When I got up to go, a wizened, toothless man who hadn't said a word took me by the arm and gave me a pamphlet in an envelope. It was a sightseeing map of Osaka marked with trips to take and places to see. I didn't have the heart to tell him I was about to leave, so I thanked him warmly. The entire bar practically sang out me out the door.

I met Naoko at Big Man. We ended up sitting at the bar of a restaurant called Zen, eating shrimp and mushrooms, kimcheed fish stomach, konnyaku steak, soy-and-lemon scallops and gorgonzola onion rings. We talked more easily than the previous night. We hardly stopped. She told me about her motorcycle-riding great-aunt who could text-message almost as fast as she could. I told her about going to Chinatown like we all did eight years ago.

"I still wear that china dress you bought me," she said. I had forgotten. Several of the girls had bought china dresses but she couldn't afford one, so I bought it for her as a surprise. How could I forget that night?

"I still have the scarf you made me for Valentine's Day."
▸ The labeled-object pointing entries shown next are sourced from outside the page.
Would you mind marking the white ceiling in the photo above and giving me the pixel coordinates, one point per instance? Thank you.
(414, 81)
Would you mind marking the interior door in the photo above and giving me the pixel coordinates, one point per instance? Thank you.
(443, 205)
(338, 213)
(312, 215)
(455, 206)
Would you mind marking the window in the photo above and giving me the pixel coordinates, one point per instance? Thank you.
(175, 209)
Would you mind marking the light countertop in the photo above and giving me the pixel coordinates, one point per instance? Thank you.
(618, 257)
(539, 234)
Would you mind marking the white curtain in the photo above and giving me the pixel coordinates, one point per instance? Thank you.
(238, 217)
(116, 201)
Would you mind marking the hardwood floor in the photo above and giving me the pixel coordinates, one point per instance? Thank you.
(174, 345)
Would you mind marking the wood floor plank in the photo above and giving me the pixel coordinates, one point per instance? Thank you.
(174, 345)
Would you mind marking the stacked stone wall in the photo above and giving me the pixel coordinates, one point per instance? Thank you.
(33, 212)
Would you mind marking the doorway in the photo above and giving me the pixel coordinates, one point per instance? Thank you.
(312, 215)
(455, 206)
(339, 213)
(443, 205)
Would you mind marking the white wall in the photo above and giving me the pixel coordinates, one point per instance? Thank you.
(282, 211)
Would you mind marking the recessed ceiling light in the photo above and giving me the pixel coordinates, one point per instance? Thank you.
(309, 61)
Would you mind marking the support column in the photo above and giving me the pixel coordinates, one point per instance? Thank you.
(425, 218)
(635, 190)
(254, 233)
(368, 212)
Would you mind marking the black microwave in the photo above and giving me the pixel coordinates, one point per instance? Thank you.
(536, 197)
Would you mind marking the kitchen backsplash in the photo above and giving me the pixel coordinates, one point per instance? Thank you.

"And Totoro? Do you still have Totoro?" A huge stuffed Totoro I had slept with every night until she finally came to Minneapolis.

"Of course. I still have everything." Letters, pictures, a black ringlet of her hair, a music box.

Her dimple flashed. Her sweater kept slipping off her shoulder.

She asked the owner where she could buy cigarettes but he wouldn't hear of it. Instead he ran to a vending machine to buy cigarettes for her, returning breathless in seconds. I liked him. When I told him his konnyaku was the best in the world he laughed uproariously and gave himself a round of applause. We started talking and got onto Prince and Bob Dylan, and suddenly Naoko pointed out that I had ten minutes until my bus.

Frantic bill paying. I gathered my things and we hurried through Umeda. Naoko realized she didn't know where we were headed after all, so we rushed off in the general direction my map indicated. It was a frenzied, exhilarating dash. We found the bus stop and were quiet for a moment.

"We'll meet again, right?" she said. Not quite a question.

"Of course," I said, hoping it was true and soon. She gave me the first hug I've had in three months.

I stowed my luggage and asked the driver how much time we had. Five minutes. We walked to a bank of vending machines across the street. I bought two bottles of water for the trip. and we walked back to the bus. I took the opportunity to get another hug, longer this time, and I could feel her hands clutching the sides of my jacket.

"You smell good." she said.

" Like cigarettes?"

" Like eight years ago."

"I'm glad I could see you again."

"I am too. It feels like a movie."

I knew what she meant. It felt like we were teenagers again. If it was a movie, this would be the part where we swear never to be apart again. In movies, "Love" is always capitalized, it's always True and it's always meant to last Forever. There's no mistaking it.

But Forever is simply the absence of After, in movies. Time freezes when the actors' real names rise to the ceiling, so no one changes and no one makes terrible decisions later, when the thing has run its course.

For a moment I let myself think that things could be so stupidly simple. For more than a moment.

Then I got on the bus back to Tokyo and waited for the credits to roll.